# Puppy Peaks



## AmberSunrise (Apr 1, 2009)

I make a training plan  Keeps me somewhat on track .. for instance I might plan out on Sundays or Mondays my training goals for the week. I can have a general idea of my available time and weather so I can plan sessions and can kind of plan in advance indoor / outdoor. I do have a rough idea of where I am going so don't really plan by the quarter or the year but I know people who do. 

Fenzi is currently open, classes started on the 1st but registration is still open.

ETA: I used to keep monthly checklists to make sure I hit all areas, but that is just seems to come more naturally to me now. It was extremely helpful when I was learning to juggle multiple dogs in multiple sports.


----------



## Anele (Dec 12, 2014)

Thank you, Sunrise! I know you used Puppy Peaks before. Did you go through each video, one by one, or ?? Did you encounter situations that I have, in which the ideas in the video was helpful but you knew you had to do more prep work? I guess I just don't know where to begin with the format in PP since it isn't nearly as clear as Fenzi or Recallers. I know it's a different goal with PP (more of a documentation of what's going on) but I am just overwhelmed with how to find information I need.


----------



## AmberSunrise (Apr 1, 2009)

I tend to choose something I want to work on, and then look at the skills required as a prerequisite  not ideal perhaps but it works for me. For instance, it is time to train Aedan to stand so I looked up many of the hand touch steps and planned to work them through. 

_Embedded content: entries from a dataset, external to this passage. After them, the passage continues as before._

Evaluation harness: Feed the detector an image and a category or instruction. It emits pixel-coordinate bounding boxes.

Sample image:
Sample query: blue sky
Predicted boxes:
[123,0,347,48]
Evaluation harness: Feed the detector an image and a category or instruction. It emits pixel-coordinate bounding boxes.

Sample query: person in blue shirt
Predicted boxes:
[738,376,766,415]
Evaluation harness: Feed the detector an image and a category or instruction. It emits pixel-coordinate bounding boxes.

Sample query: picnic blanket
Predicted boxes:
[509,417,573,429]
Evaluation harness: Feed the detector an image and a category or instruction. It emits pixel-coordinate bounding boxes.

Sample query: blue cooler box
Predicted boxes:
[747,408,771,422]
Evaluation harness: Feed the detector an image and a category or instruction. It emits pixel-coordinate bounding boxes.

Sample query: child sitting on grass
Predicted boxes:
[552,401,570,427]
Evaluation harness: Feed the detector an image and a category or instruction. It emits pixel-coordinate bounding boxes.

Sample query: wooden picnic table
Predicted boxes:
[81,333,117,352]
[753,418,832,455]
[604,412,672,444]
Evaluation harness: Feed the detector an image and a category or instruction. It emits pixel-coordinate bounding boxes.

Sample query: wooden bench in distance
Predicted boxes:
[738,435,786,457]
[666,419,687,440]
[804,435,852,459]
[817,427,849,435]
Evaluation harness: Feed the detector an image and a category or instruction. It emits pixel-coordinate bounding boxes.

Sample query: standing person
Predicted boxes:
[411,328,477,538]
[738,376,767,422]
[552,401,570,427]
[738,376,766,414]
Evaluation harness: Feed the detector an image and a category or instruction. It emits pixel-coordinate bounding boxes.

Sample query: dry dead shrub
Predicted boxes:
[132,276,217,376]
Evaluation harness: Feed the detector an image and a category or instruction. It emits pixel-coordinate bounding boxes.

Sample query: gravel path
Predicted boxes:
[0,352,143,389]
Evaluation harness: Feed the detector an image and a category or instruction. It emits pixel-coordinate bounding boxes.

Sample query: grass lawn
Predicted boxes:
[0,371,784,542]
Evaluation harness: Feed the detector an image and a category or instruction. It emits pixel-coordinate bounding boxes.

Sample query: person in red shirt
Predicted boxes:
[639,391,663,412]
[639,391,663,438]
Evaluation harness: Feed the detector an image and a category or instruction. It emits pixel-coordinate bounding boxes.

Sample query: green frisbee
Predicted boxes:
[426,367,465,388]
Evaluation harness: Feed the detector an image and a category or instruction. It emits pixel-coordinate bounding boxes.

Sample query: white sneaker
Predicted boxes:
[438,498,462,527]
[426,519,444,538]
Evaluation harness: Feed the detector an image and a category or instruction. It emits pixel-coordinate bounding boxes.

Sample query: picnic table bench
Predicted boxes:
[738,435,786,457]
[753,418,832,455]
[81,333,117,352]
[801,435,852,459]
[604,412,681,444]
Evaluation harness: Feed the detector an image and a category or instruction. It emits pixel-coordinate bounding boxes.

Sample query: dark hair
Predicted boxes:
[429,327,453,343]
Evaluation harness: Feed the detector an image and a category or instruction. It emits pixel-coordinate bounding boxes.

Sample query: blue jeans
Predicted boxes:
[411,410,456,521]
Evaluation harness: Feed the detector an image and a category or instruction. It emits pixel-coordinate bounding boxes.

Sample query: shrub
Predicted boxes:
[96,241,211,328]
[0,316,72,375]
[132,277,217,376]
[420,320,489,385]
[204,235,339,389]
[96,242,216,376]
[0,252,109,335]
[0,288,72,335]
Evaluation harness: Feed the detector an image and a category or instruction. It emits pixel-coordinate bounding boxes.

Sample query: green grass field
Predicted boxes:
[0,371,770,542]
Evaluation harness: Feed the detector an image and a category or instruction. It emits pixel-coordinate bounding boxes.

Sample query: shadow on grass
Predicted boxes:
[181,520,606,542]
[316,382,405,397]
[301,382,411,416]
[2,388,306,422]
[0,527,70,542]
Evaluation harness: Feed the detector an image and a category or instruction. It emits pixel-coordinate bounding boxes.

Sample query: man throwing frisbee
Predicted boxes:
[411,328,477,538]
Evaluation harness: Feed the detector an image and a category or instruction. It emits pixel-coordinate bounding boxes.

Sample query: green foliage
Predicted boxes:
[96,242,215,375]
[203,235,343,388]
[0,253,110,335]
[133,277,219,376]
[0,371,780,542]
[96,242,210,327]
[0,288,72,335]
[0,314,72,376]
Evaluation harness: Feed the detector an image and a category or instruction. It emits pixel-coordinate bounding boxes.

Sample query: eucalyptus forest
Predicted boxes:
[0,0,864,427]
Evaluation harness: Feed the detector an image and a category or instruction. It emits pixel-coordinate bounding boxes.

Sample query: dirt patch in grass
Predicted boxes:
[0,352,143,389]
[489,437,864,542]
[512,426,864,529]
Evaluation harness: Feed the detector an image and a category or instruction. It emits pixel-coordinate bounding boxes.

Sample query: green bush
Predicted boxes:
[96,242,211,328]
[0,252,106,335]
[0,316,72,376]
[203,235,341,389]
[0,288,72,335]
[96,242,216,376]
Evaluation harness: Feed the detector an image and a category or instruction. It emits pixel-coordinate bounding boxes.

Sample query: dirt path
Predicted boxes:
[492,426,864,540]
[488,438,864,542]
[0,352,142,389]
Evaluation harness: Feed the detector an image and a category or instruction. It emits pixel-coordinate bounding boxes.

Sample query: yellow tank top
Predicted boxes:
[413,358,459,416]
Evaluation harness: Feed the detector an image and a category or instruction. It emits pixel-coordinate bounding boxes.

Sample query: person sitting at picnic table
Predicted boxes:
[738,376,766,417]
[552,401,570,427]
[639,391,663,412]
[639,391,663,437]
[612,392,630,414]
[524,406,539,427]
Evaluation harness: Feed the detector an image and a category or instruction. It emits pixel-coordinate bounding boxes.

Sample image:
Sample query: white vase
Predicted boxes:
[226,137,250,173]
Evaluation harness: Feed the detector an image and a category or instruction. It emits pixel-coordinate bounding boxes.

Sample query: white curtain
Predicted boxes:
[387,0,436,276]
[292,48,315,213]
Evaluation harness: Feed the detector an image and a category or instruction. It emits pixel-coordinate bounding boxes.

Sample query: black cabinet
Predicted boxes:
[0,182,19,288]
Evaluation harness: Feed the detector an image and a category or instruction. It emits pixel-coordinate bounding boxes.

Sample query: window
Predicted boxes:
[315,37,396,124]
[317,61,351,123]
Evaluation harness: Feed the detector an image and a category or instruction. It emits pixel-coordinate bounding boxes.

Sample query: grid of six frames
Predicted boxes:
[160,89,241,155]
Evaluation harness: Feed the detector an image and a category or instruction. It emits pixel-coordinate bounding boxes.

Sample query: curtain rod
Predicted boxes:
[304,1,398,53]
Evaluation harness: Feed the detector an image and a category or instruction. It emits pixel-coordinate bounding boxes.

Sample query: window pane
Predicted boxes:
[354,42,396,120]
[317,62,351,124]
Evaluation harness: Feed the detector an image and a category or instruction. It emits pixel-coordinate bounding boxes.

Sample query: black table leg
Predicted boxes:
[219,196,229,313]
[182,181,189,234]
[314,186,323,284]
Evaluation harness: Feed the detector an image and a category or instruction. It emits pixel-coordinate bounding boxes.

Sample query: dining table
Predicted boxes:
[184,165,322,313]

So I rarely follow along as the skills are being built but decide what I'd like to train and work the steps leading up to that skill. Hope that makes sense.


----------



## Anele (Dec 12, 2014)

Yes, it does help and make sense. I will make good use of the search box and get started! Thanks so much for helping me move in the right direction.


----------



## cubbysan (Mar 13, 2007)

I feel like I have been totally out to lunch. What is a Puppy Peak Membership or a Fenzi membership? Are they online classes?


----------



## AmberSunrise (Apr 1, 2009)

Yes, Puppy Peaks is a subscription to one of Susan Garrett's online programs; watching 'Say Yes' puppies grow to adulthood. Her dogs and a few other dogs - how they lay the foundation, handle mistakes and provide a wealth of knowledge and encouragement. World class instruction from world class competitors 

Fenzi Dog Sports Academy is an online community and college with an amazing array of classes and first class instructors using reward based training and covers house manners, obedience, rally, IPO, dancing with your dogs, agility, nosework, tracking, dog & handler fitness, gun dog, reconditioning reactive or timid dogs, ring preparation, conformation, photography and so much more. These classes cost as low as $65 and the classes stay in your 'library' for 1 year after your last class has ended -- so can remain forever if you take 1 class a year. Oh she has compassionate heart scholarships as well as contests which also provide free tuition -- Her motto is 'Building Dog Sports Teams with Affection and Respect'. Her teams, in which I include myself, are out there earning titles HITs and HCs -- all online with an occasional seminar coming through, but mostly Denise & her instructors delight in helping us in building happy teams -- oh, she also teaches how to play with your dogs with & without toys, how to gauge what the dog in front of you needs in terms of energy -- ie; high energy dogs need different rewards than lower energy dogs, stressed dogs and how to calm them and truly the list goes on as she expands her school.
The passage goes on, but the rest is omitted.